En otro incidente, me encontré con un hombre que suelo ver aproximadamente una vez al año. Él asistía a una gran iglesia carismática en Texas y parecía ser uno de los cristianos más vocales y sin vergüenza que conocía. En esta ocasión, surgió el tema de la guerra en Afganistán. Él dijo: “Es una lástima que nuestros muchachos estén muriendo en esa guerra allá”. No tuve desacuerdo con esto, pero su siguiente declaración me dejó sin palabras. “¡Esos bastardos de ojos rasgados ni siquiera pueden ser salvos! ¿Por qué están muriendo nuestros muchachos por ellos?”

Sentí que la indignación justa crecía dentro de mí al ver el verdadero corazón de este hombre revelado a través de sus “hojas de higuera” religiosas.

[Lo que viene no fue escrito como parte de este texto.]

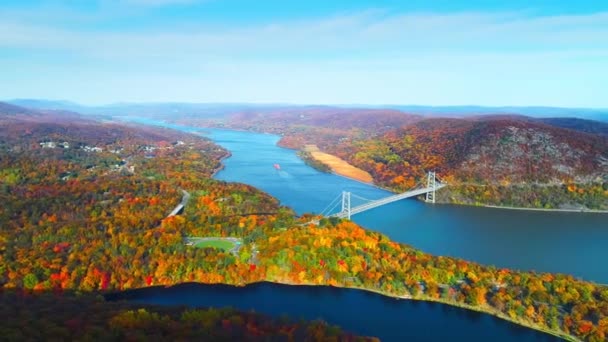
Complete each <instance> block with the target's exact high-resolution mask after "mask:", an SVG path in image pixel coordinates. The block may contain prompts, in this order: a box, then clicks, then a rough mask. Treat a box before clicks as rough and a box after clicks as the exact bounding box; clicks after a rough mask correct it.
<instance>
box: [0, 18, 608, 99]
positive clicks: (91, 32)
mask: <svg viewBox="0 0 608 342" xmlns="http://www.w3.org/2000/svg"><path fill="white" fill-rule="evenodd" d="M70 15H71V16H74V15H75V14H74V13H71V14H70ZM37 18H42V16H38V17H37ZM55 20H57V19H55ZM98 20H103V18H101V19H99V18H98ZM3 47H4V48H10V49H11V50H13V51H19V52H20V54H21V56H19V57H15V58H13V59H11V58H10V57H3V56H0V68H2V69H4V70H1V71H2V72H0V93H4V94H6V95H5V96H7V97H11V95H9V94H14V95H12V97H31V96H34V95H37V94H44V92H47V93H48V91H53V92H57V93H58V95H57V96H54V97H60V98H72V99H75V100H78V99H79V98H74V96H71V94H81V95H80V97H81V99H82V100H83V101H85V102H113V101H117V100H139V101H146V100H150V99H155V100H158V101H162V100H182V101H188V100H190V101H192V100H195V101H196V100H198V101H235V100H237V101H254V102H263V101H268V102H276V101H285V102H309V103H332V102H333V103H427V104H467V103H469V104H471V103H475V104H486V105H492V104H494V105H518V104H519V105H529V104H541V105H564V106H568V105H571V106H583V107H584V106H604V107H608V103H606V102H605V101H606V100H605V99H604V98H605V96H604V95H605V94H603V89H607V88H608V83H607V82H608V62H607V61H608V12H604V13H596V14H589V15H576V16H575V15H572V16H546V17H533V16H529V15H528V14H527V13H525V12H508V13H507V12H505V13H483V12H466V13H453V14H434V13H410V14H391V13H386V12H382V11H375V10H373V11H365V12H359V13H351V14H347V15H337V16H332V17H326V18H320V19H316V20H296V21H289V22H287V21H275V22H268V23H264V24H257V25H249V26H241V27H236V26H203V25H200V24H197V23H194V22H189V23H184V24H183V25H180V26H169V25H159V27H138V28H136V29H129V30H123V32H117V31H113V32H112V31H100V30H75V29H70V28H66V27H63V26H60V25H55V24H53V23H49V22H45V21H44V20H36V21H33V20H25V19H24V18H23V17H22V16H20V17H15V16H10V15H4V14H0V48H3ZM39 52H44V53H47V54H51V55H52V58H48V59H44V58H37V57H36V55H37V54H39ZM5 71H6V72H5ZM28 73H29V74H31V75H36V76H38V75H44V77H42V78H41V79H35V78H34V79H35V82H33V77H30V78H27V77H25V76H24V75H27V74H28ZM83 79H85V80H86V81H84V83H83ZM9 80H11V82H8V81H9ZM14 80H17V81H14ZM46 80H48V81H46ZM2 84H6V86H4V87H5V89H2V87H3V86H2ZM83 84H87V86H88V87H89V91H88V92H87V93H83V92H84V91H85V90H83V86H82V85H83ZM9 85H10V86H9ZM19 89H23V91H22V92H25V90H28V91H32V92H33V93H34V94H27V93H23V94H21V95H20V94H19V93H17V92H18V90H19ZM49 89H50V90H49ZM39 96H41V97H44V95H39ZM602 101H604V102H602Z"/></svg>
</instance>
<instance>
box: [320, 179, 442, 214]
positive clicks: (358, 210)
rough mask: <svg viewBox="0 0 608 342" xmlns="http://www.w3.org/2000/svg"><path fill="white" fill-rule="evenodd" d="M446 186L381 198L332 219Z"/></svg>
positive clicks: (412, 191) (337, 213) (418, 189)
mask: <svg viewBox="0 0 608 342" xmlns="http://www.w3.org/2000/svg"><path fill="white" fill-rule="evenodd" d="M445 186H446V184H441V183H437V184H436V185H435V188H432V187H429V188H422V189H416V190H411V191H407V192H404V193H402V194H397V195H393V196H388V197H385V198H381V199H379V200H376V201H371V202H368V203H365V204H362V205H359V206H356V207H352V208H351V209H350V213H349V212H347V211H341V212H339V213H336V214H333V215H330V217H338V218H347V217H348V216H349V214H350V215H351V216H352V215H355V214H358V213H361V212H364V211H367V210H370V209H374V208H377V207H379V206H382V205H385V204H389V203H392V202H396V201H399V200H402V199H405V198H409V197H414V196H419V195H422V194H425V193H427V192H432V191H434V190H439V189H441V188H443V187H445Z"/></svg>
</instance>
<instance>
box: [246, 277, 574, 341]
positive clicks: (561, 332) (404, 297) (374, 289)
mask: <svg viewBox="0 0 608 342" xmlns="http://www.w3.org/2000/svg"><path fill="white" fill-rule="evenodd" d="M262 282H268V283H273V284H280V285H288V286H327V287H335V288H340V289H350V290H357V291H367V292H372V293H375V294H378V295H381V296H384V297H389V298H393V299H397V300H415V301H421V302H433V303H439V304H442V305H447V306H452V307H457V308H461V309H465V310H471V311H475V312H479V313H483V314H486V315H490V316H493V317H496V318H498V319H502V320H505V321H508V322H511V323H513V324H515V325H518V326H522V327H525V328H528V329H533V330H536V331H540V332H543V333H546V334H549V335H551V336H555V337H559V338H562V339H565V340H567V341H581V340H579V339H577V338H576V337H575V336H572V335H568V334H566V333H563V332H561V331H555V330H551V329H549V328H545V327H541V326H535V325H533V324H531V323H528V322H524V321H516V320H514V319H512V318H511V317H509V316H507V315H506V314H504V313H502V312H499V311H491V310H489V309H488V308H485V307H479V306H472V305H469V304H465V303H457V302H452V301H445V300H442V299H441V298H431V297H427V296H420V297H413V296H411V295H401V296H400V295H397V294H391V293H386V292H383V291H381V290H376V289H368V288H364V287H358V286H348V285H318V284H310V283H302V284H297V283H290V282H281V281H271V280H265V281H262ZM255 283H259V282H253V283H249V284H245V286H247V285H250V284H255Z"/></svg>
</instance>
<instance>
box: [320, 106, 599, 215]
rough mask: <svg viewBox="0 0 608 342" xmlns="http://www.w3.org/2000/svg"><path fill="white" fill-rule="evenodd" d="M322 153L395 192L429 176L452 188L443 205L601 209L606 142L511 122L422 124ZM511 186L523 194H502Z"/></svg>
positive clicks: (588, 137)
mask: <svg viewBox="0 0 608 342" xmlns="http://www.w3.org/2000/svg"><path fill="white" fill-rule="evenodd" d="M324 147H325V148H326V149H327V150H328V151H329V152H330V153H334V154H336V155H338V156H340V157H341V158H344V159H346V160H348V161H349V162H351V163H352V164H354V165H355V166H358V167H360V168H362V169H364V170H366V171H368V172H370V173H371V174H372V175H373V177H374V179H375V180H376V182H378V183H379V184H382V185H385V186H389V187H392V188H395V189H397V190H404V189H408V188H411V187H412V186H415V185H416V184H417V182H418V181H419V180H421V179H423V177H424V173H425V172H426V171H428V170H436V171H437V173H438V174H439V175H440V177H442V178H443V179H444V180H446V181H448V182H449V183H450V184H451V185H452V187H450V190H448V191H443V190H442V192H443V194H444V195H443V196H441V197H440V198H441V199H442V200H444V201H448V202H458V203H468V204H475V203H477V204H482V203H485V204H496V205H513V206H530V207H539V206H541V207H545V208H555V207H560V208H566V207H568V208H570V207H572V206H574V207H577V208H581V209H583V208H594V209H606V208H608V193H607V192H606V190H607V189H606V187H607V186H608V138H606V137H604V136H600V135H594V134H587V133H582V132H577V131H573V130H570V129H563V128H558V127H554V126H549V125H545V124H542V123H538V122H530V121H527V120H517V119H514V118H501V117H497V118H491V119H485V120H481V119H479V118H476V119H474V120H466V119H427V120H422V121H419V122H416V123H414V124H411V125H407V126H405V127H402V128H400V129H397V130H393V131H390V132H387V133H385V134H384V135H382V136H380V137H375V138H372V139H366V140H361V141H355V142H348V143H343V144H341V145H337V146H324ZM464 185H466V188H461V186H464ZM513 186H521V187H522V188H521V189H520V191H518V194H517V195H507V193H508V191H506V190H505V189H504V187H513ZM500 187H502V188H500ZM532 187H535V188H534V189H532ZM541 188H542V189H541ZM551 188H554V189H551ZM545 192H546V194H545V195H542V196H540V195H539V194H541V193H545ZM524 193H525V194H524ZM519 195H523V197H521V198H518V197H517V196H519ZM537 195H539V196H540V197H541V198H539V196H537ZM562 195H568V196H566V197H568V198H564V196H562ZM514 196H515V197H514ZM524 197H525V198H524ZM551 197H553V199H551Z"/></svg>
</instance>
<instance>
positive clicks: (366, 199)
mask: <svg viewBox="0 0 608 342" xmlns="http://www.w3.org/2000/svg"><path fill="white" fill-rule="evenodd" d="M350 195H351V196H352V197H355V198H357V199H360V200H363V201H366V202H372V201H375V200H370V199H369V198H365V197H361V196H358V195H355V194H353V193H352V192H351V193H350Z"/></svg>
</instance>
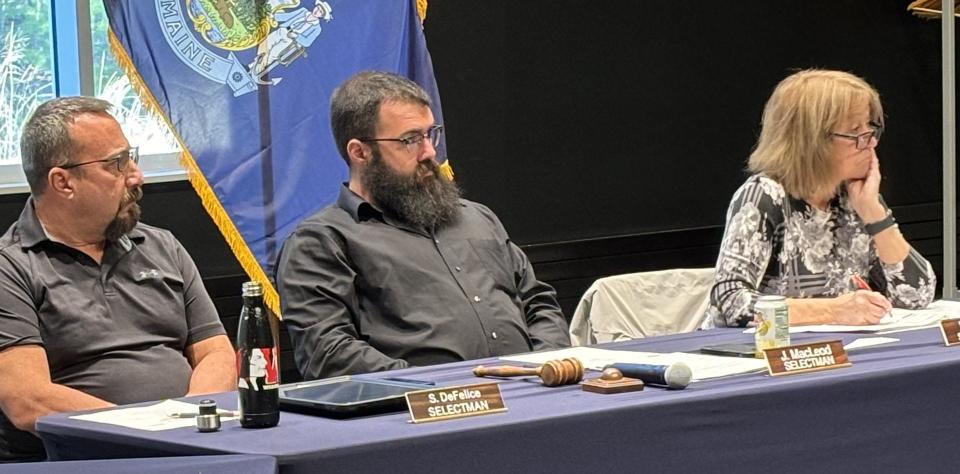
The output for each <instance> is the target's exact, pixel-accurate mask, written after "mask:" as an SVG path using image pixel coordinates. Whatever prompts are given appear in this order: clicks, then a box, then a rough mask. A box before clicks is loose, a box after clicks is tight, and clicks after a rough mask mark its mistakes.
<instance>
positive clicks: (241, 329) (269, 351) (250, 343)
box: [237, 281, 280, 428]
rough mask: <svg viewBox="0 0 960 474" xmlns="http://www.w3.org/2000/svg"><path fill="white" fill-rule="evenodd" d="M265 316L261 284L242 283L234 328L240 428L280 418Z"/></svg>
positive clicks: (271, 423) (268, 421) (276, 361)
mask: <svg viewBox="0 0 960 474" xmlns="http://www.w3.org/2000/svg"><path fill="white" fill-rule="evenodd" d="M269 318H270V315H269V314H268V313H267V310H266V308H265V307H264V306H263V285H261V284H260V283H258V282H255V281H248V282H246V283H244V284H243V309H242V310H240V327H239V328H238V329H237V362H238V369H239V374H238V375H239V378H238V380H237V392H238V394H239V397H240V426H242V427H244V428H269V427H271V426H277V423H278V422H279V421H280V390H279V388H280V385H279V384H280V379H279V377H280V367H279V361H278V360H277V348H276V345H275V344H274V340H273V329H272V327H271V326H270V320H269Z"/></svg>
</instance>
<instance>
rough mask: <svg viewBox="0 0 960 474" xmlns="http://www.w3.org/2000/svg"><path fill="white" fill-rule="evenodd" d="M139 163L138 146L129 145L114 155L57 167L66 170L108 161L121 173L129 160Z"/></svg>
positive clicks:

Le dije: “Señor, ¡aquellos a quienes usted llama ‘bastardos de ojos rasgados’ son almas por las que Cristo murió! Ese desprecio que usted siente por ellos es el mismo desprecio que los judíos habrían sentido por usted si usted hubiera vivido en los días de Cristo y los apóstoles. Ellos se habrían burlado de la idea de que alguien tan evidentemente miserable como usted tuviera alguna posibilidad de ser salvo.” Rápidamente esta conversación también terminó. Sentí náuseas al ver cómo Satanás envuelve su odio y fanatismo en doctrinas religiosas y busca llamarlo Cristo.

He escuchado a algunos enseñar que ciertas personas no pueden ser salvas porque son “la simiente de Satanás”. La simple verdad, sin embargo, es que sin Cristo, todos llevamos la semilla de Satanás. ¡Se llama pecado! El apóstol Juan escribió: “El que practica el pecado es del diablo; porque el diablo peca desde el principio…” pero luego nos dice: “Para esto apareció el Hijo de Dios, para deshacer las obras del diablo.” (1 Juan 3:8). La sangre de Cristo lava la “simiente de Satanás” de nuestro corazón y nuestra naturaleza. Dos versículos después, Juan dice: “En esto se manifiestan los hijos de Dios, y los hijos del diablo: todo aquel que no hace justicia, y que no ama a su hermano, no es de Dios.” (1 Juan 3:10). El pecado y el odio siempre marcan a los “hijos del diablo.” Esto no significa que no puedan ser salvos. De hecho, ¡estos son precisamente aquellos por los que Cristo murió porque “…él apareció para quitar nuestros pecados…” (1 Juan 3:5).

Una vez un ministro me preguntó: “¿Qué piensas acerca de los judíos?”. Sorprendido por la pregunta, respondí: “Son personas.” Y añado a eso: “¡Son personas por las que Cristo murió!” No pienso más ni menos de ellos que de cualquier otra persona por la cual Cristo murió. No niego que hay ciertas promesas dadas a Israel por causa de Abraham. La Escritura dice que son “amados por causa de los padres” (Romanos 11:28), pero aun con ese entendimiento hay ciertas verdades que debemos ver. Puesto que Cristo murió por todos, él amó al africano tanto como amó al europeo; amó al asiático tanto como amó al nativo americano; y amó al árabe tanto como amó al judío. Esto es cierto porque ¡Cristo murió por todos!

Artículo original publicado en inglés el 20 de Octubre de 2020, con el título: Christ Died for All (PDF)

NOTA: Todas las citas bíblicas son tomadas de la versión Reina-Valera 1960.